People have been making charcoal since about 4000 BC in China and West Asia. When naturally occurring ores of copper, zinc, and tin oxides are heated with charcoal, the carbon strips away the oxygen, leaving the pure metal behind. Alloying copper with tin forms bronze. The Bronze Age was followed by the Iron Age, characterized by the smelting of iron from iron oxide with charcoal. That same technology is still used today. But it wasn’t only through the smelting of metals that charcoal had an impact on history.

Sometime in the 9th century, a Chinese alchemist discovered that blending charcoal with saltpeter (potassium nitrate) and sulfur resulted in a mixture that would combust readily. “Gunpowder” would eventually be used to create explosives that gave access to coal and minerals, making huge engineering achievements possible. Of course, gunpowder also made possible the easier destruction of life, casting a dark shadow on charcoal.

 

North and South American people, Africans, and Europeans also made and used charcoal.
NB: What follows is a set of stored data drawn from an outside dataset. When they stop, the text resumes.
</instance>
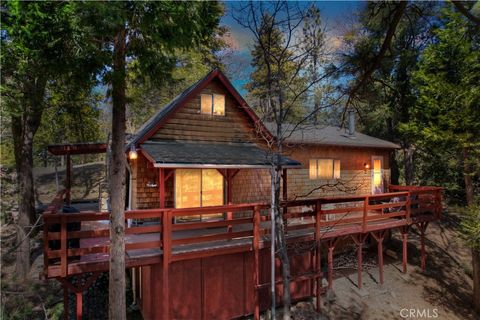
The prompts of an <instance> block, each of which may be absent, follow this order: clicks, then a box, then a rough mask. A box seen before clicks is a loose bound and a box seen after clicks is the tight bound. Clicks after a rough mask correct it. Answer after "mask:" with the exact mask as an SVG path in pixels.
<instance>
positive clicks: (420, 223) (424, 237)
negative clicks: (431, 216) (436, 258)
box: [417, 221, 428, 272]
mask: <svg viewBox="0 0 480 320" xmlns="http://www.w3.org/2000/svg"><path fill="white" fill-rule="evenodd" d="M417 226H418V229H419V230H420V254H421V266H422V271H423V272H425V271H426V270H427V261H426V260H427V259H426V252H425V232H426V231H427V227H428V221H424V222H420V223H418V224H417Z"/></svg>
People generally made charcoal by piling wood up and covering it with dampened dirt and then lighting the wood on fire to burn very slowly without much oxygen. The best charcoal comes from burning hardwood like oak or beech. The result is mainly carbon, like coal.

 Charcoal briquettes are made from the sawdust of scrap wood and were invented in 1919 (including resinous softwoods and composite woods). It was combined with chemical binders and filler (including coal dust) and manually compressed into their characteristic pillow shapes. Slower to light, often requiring lighter fluid.

The important raw material of charcoal briquette is coconut shell. And coconut shell charcoal has wide applications in many fields because of its features and advantages. Due to their high carbon content and hardness, coconut shells are an excellent raw material source to produce activated carbon. Activated carbon manufactured from coconut shells is considered superior to those obtained from other sources. They typically have a tighter, more microporous pore structure and tend to be harder, more resistant to abrasion, and lower in ash than similar grades of coal-based carbons.